Search code examples
pythonregexnegative-lookbehind

Equivalent to (.*) in negative look behind assertion Regex Python


I am writing a negative lookbehind assertion expression in Python which performs the following function to parse a plain text file:

Does not match anything followed after http://********** ; but will match the pattern when it is not inside a http://* link

Example:
http://www.test.com/aa4   cd6
bx2 vq9 
yu9 http://www.bh9.com/cj3

Matches: cd6,bx2,vq9 and yu9

So I tried regexps like

r'(?<!http://(.*))([a-z][a-z][0-9])'
r'(?<!http://*)([a-z][a-z][0-9])'

They did not work.

How to add .* or do similar opearion inside negative look behind assertion regex in Python.


Solution

  • Problem: Lookbehind does not allow pattern whose length is not fixed.
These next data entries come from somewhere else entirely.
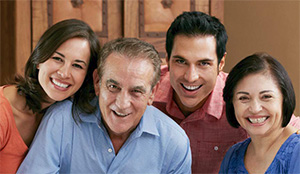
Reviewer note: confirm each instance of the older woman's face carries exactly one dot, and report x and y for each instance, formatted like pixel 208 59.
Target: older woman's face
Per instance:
pixel 257 102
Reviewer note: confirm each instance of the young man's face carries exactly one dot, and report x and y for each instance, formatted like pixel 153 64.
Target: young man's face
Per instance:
pixel 193 66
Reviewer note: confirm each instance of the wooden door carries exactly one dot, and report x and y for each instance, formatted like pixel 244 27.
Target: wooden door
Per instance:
pixel 149 20
pixel 145 19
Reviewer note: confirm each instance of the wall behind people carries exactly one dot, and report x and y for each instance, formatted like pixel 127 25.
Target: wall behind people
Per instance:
pixel 270 26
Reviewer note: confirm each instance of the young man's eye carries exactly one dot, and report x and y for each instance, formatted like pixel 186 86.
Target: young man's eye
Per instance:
pixel 57 59
pixel 204 63
pixel 266 96
pixel 244 98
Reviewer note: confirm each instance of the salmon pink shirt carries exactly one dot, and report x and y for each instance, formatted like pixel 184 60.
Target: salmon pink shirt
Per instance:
pixel 207 128
pixel 12 147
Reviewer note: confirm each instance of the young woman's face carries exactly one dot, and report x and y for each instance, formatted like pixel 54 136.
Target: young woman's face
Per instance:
pixel 257 102
pixel 64 72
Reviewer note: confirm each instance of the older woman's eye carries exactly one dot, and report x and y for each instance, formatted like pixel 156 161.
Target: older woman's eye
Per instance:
pixel 244 98
pixel 57 59
pixel 266 97
pixel 77 66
    Quick hack: Perhaps the following regexp does the job?

    r'(?<![./])[a-z][a-z][0-9]'
    

    It works like this:

    >>> str = """http://www.test.com/aa4
    ... bx2 vq9 
    ... http://www.bh9.com/cj3
    ... """
    >>> re.findall(r'(?<![./])[a-z][a-z][0-9]',str)
    ['bx2', 'vq9']
    

    Or - as another solution - use a regexp matching urls to cut off all urls in your string and then search for r'[a-z][a-z][0-9]'